Insuficiências

Sentindo-se incapaz, inferiorizado e subdimensionado para o que pretende e precisa, o ser humano acentua sua impotência e reestrutura suas necessidades e possibilidades a fim de enfrentar e superar situações questionantes e obstáculos, ou, apropria-se de soluções, recursos e métodos por outros estabelecidos.

No segundo caso, o prét-à-porter de solução é aniquilador de autonomia, honestidade e autenticidade, tanto quanto entroniza e cria impostores que de tanto usar o estabelecido, o significante solucionador, se transformam em donos do saber e muitas vezes em salvadores da pátria. Por mais que se tente disfarçar, insuficiências e imitações se evidenciam na esfera privada e pública. A estratégia utilizada para esconder insuficiências é responsável pela criação de tiranos, logo transformados em heróis e heroínas da ordem constituída, pois vivem para esconder tudo que é desagradável, sem nenhuma consequência ou coerência. São aqueles que não conhecem o que é resumido pela reflexão de Heráclito: “É estando em desacordo consigo mesmo que se tem coerência consigo mesmo: uma harmonia que retesa para trás, como um arco ou uma lira.”

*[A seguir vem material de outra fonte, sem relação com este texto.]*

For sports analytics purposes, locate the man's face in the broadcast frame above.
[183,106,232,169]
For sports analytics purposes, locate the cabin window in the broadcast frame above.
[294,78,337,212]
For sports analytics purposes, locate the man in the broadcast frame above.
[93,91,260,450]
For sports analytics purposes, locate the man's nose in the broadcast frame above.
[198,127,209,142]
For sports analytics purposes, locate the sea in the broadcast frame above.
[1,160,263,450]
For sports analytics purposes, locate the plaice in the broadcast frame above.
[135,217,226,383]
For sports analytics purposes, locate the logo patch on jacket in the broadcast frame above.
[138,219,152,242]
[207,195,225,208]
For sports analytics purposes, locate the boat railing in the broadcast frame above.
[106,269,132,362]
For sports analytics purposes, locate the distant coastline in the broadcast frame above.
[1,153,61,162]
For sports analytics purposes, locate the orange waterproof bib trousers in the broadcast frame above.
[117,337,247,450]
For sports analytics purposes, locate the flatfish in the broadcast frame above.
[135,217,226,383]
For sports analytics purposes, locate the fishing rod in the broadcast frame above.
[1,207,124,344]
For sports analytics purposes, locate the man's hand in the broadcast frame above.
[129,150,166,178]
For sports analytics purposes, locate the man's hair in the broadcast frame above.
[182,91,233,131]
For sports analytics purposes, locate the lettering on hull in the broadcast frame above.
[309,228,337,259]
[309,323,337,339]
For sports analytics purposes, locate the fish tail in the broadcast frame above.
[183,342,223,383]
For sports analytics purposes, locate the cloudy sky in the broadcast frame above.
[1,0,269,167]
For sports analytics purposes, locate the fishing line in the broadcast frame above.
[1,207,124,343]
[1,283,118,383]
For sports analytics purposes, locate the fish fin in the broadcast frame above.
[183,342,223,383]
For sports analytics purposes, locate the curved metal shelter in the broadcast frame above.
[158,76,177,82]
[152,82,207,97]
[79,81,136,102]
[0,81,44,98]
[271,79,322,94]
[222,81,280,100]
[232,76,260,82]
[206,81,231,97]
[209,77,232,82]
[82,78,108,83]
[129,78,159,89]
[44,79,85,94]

Só através do questionamento se restabelece a coerência, a harmonia, o viver a própria vida, acompanhando e decidindo sobre as próprias contradições, suficiências e insuficiências. Isto é diferente de avaliar as próprias capacidades e/ou incapacidades, que é uma atitude valorativa gerada por metas, por comparações; é inveja, medo, vingança que estabelece inferioridades ou superioridades, encobrindo as possibilidades de mudança, as possibilidades de superação.